A Lagrangian view of mixing in stratified shear flows

We consider numerically the effect of turbulent mixing in stably stratified parallel shear flow where the initial velocity and density have a hyperbolic tangent profile in the vertical coordinate with the same inflection point. The flow can be susceptible to two types of instabilities: Kelvin-Helmholtz instability (KHI) and Holmboe wave instability (HWI). These instabilities lead to two distinct types of mixing: mixing by ‘overturning’ and mixing by ‘scouring’. We examine mixing from a Lagrangian perspective using direct numerical simulations (DNS). Lagrangian particles are tracked in the simulations, and the fluid buoyancy sampled along particle paths provides a Lagrangian measure of mixing.
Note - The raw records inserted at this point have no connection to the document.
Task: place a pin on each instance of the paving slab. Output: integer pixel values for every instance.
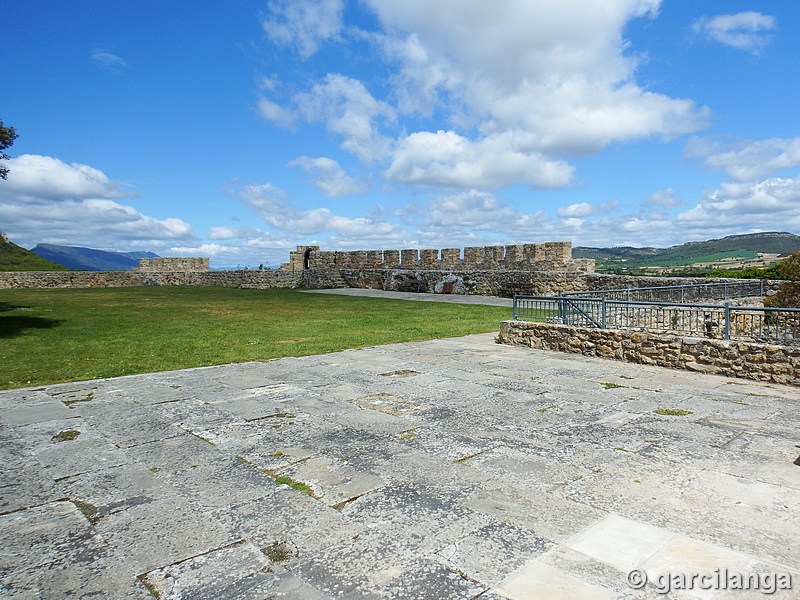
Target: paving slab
(454, 468)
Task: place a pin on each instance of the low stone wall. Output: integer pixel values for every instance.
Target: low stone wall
(169, 263)
(531, 257)
(761, 362)
(99, 279)
(493, 282)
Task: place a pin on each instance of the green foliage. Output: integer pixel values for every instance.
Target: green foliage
(7, 137)
(49, 336)
(789, 294)
(681, 259)
(16, 258)
(770, 272)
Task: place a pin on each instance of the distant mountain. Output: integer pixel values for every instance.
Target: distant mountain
(731, 252)
(88, 259)
(17, 258)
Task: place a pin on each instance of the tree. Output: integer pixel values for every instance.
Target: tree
(7, 137)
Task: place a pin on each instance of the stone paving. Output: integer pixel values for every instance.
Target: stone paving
(449, 469)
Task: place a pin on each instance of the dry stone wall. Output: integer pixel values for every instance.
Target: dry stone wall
(550, 256)
(99, 279)
(761, 362)
(174, 264)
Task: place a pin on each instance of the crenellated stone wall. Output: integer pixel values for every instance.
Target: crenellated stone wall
(550, 256)
(174, 264)
(100, 279)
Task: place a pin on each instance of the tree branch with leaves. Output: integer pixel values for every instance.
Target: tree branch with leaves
(7, 137)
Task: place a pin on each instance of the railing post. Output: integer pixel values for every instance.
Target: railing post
(727, 321)
(603, 313)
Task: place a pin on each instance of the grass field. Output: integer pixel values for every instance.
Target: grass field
(49, 336)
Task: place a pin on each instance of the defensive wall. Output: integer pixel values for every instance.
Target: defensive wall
(748, 360)
(550, 256)
(537, 269)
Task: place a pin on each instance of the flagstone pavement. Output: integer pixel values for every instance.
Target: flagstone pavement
(449, 469)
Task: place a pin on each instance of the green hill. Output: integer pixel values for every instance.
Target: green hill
(17, 258)
(734, 252)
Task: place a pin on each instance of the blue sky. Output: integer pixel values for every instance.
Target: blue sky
(239, 130)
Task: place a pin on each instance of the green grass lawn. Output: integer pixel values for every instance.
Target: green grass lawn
(49, 336)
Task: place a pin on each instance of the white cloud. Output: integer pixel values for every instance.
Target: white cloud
(279, 115)
(303, 24)
(523, 86)
(329, 177)
(350, 110)
(108, 60)
(448, 159)
(46, 200)
(744, 30)
(585, 209)
(747, 161)
(667, 198)
(771, 203)
(48, 177)
(271, 205)
(477, 210)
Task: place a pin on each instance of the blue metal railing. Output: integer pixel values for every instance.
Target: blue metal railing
(723, 290)
(720, 321)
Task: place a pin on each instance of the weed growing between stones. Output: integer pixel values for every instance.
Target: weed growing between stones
(65, 436)
(280, 552)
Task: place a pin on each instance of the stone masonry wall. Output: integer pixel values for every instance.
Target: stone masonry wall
(761, 362)
(99, 279)
(174, 264)
(550, 256)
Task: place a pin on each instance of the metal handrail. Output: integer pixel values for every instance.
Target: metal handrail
(729, 290)
(702, 320)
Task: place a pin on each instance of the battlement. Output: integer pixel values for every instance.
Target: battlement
(550, 256)
(172, 264)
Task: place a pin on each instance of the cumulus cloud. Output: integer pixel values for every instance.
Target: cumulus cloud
(747, 160)
(585, 209)
(303, 24)
(108, 60)
(667, 198)
(271, 204)
(48, 177)
(744, 31)
(351, 111)
(274, 112)
(448, 159)
(48, 200)
(329, 177)
(523, 85)
(774, 202)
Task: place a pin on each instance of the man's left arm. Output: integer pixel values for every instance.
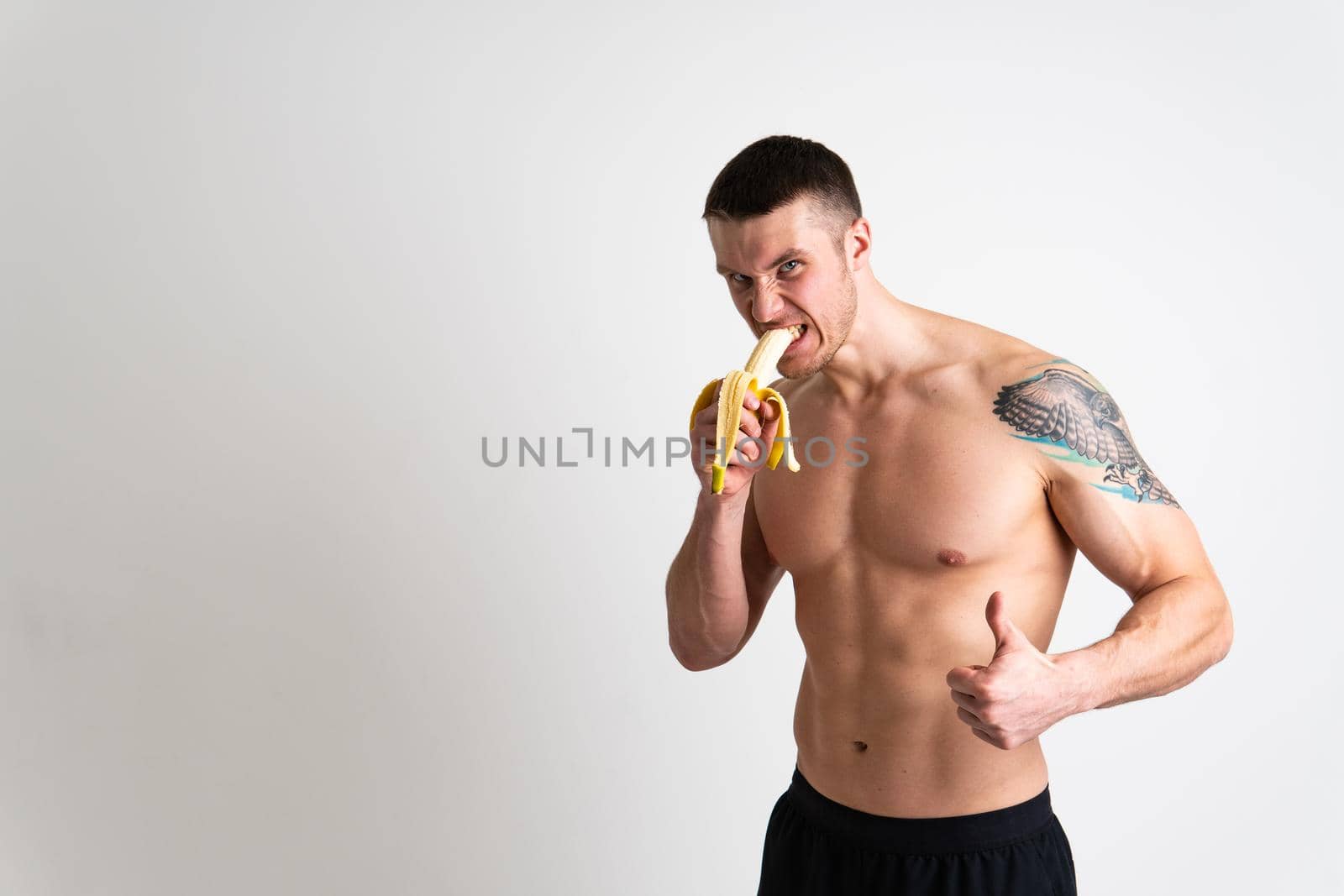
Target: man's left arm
(1131, 527)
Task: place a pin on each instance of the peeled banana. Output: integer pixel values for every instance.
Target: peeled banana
(736, 385)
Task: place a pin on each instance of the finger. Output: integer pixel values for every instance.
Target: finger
(971, 719)
(967, 701)
(748, 448)
(985, 738)
(750, 422)
(965, 679)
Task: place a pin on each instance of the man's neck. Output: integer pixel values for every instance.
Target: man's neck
(889, 338)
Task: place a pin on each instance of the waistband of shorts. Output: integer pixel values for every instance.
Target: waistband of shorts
(916, 836)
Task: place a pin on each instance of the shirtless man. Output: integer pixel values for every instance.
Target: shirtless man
(929, 578)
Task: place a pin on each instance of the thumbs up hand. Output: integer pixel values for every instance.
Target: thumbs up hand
(1019, 694)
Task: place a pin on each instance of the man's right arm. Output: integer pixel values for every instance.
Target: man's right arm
(719, 582)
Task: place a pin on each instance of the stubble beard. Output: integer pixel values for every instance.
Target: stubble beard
(839, 332)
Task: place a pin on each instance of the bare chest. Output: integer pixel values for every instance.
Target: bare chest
(917, 488)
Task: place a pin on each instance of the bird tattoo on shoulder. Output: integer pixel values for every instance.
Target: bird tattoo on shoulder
(1062, 406)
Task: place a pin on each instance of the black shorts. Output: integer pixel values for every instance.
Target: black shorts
(816, 846)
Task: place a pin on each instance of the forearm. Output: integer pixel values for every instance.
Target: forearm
(706, 587)
(1171, 636)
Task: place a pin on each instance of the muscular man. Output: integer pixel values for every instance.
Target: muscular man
(929, 577)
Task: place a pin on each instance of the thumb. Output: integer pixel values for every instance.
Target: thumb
(1008, 637)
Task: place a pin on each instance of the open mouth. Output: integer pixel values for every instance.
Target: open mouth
(800, 332)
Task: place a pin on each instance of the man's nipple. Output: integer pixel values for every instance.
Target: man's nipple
(952, 558)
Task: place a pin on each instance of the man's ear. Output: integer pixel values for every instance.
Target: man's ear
(858, 241)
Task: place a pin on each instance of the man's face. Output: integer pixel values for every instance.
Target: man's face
(784, 269)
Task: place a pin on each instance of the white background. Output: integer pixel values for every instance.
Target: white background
(272, 270)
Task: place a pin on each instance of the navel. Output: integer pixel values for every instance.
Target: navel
(952, 557)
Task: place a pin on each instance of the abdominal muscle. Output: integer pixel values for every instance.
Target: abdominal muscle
(875, 725)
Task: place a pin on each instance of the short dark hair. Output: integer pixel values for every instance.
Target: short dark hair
(776, 170)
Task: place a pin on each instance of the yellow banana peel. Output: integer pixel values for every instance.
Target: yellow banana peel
(736, 385)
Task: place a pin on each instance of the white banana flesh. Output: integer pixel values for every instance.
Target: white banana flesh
(736, 385)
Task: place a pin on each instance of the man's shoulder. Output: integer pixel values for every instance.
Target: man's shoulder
(992, 359)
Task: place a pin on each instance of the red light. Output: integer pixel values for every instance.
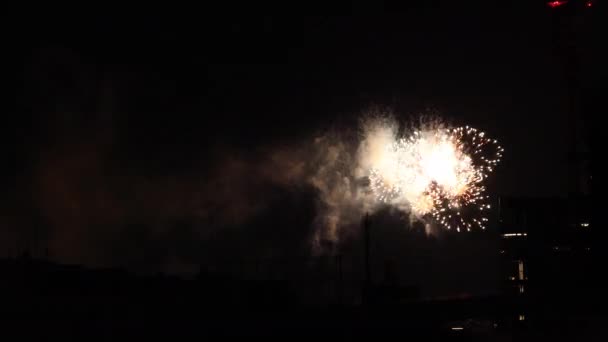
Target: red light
(557, 3)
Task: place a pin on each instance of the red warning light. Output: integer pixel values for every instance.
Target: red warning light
(557, 3)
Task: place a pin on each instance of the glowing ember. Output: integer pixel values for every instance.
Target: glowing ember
(438, 173)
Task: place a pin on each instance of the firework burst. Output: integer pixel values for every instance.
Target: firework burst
(438, 173)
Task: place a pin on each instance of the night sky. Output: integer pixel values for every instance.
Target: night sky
(125, 127)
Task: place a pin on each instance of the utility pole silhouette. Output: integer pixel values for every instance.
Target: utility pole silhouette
(368, 271)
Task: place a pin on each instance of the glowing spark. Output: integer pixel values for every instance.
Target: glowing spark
(438, 173)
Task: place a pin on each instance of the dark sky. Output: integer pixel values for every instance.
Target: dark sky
(161, 94)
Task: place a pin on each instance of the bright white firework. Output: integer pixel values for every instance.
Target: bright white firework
(438, 173)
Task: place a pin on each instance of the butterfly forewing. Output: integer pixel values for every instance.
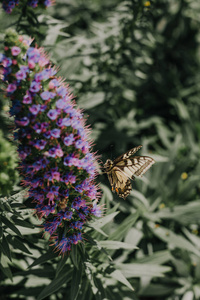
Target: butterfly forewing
(124, 168)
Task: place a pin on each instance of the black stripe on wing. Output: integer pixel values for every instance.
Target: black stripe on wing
(127, 154)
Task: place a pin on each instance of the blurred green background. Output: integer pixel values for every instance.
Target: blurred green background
(134, 67)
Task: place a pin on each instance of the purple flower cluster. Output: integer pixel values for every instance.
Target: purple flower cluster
(9, 5)
(56, 162)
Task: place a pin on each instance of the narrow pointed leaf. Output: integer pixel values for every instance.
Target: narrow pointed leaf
(43, 258)
(124, 227)
(117, 274)
(6, 248)
(11, 226)
(76, 280)
(55, 285)
(116, 245)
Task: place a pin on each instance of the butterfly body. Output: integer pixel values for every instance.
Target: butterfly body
(123, 168)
The particles exhibit aggregation in buoyancy space when there is sustained overturning motion within the interface. The root mean square buoyancy for a set of particles that start with the same buoyancy is larger for HWI than KHI for the same bulk Richardson number. Finally, the number of particles starting close to the mid-plane of the interface which experience a change in sign in the local fluid buoyancy and end on the opposite side of the mid-plane is compared for KHI and HWI for several values of the bulk Richardson number. Surprisingly, for HWI with a large bulk Richardson number, more than half of the particles that start near the mid-plane end on the opposite side of the mid-plane.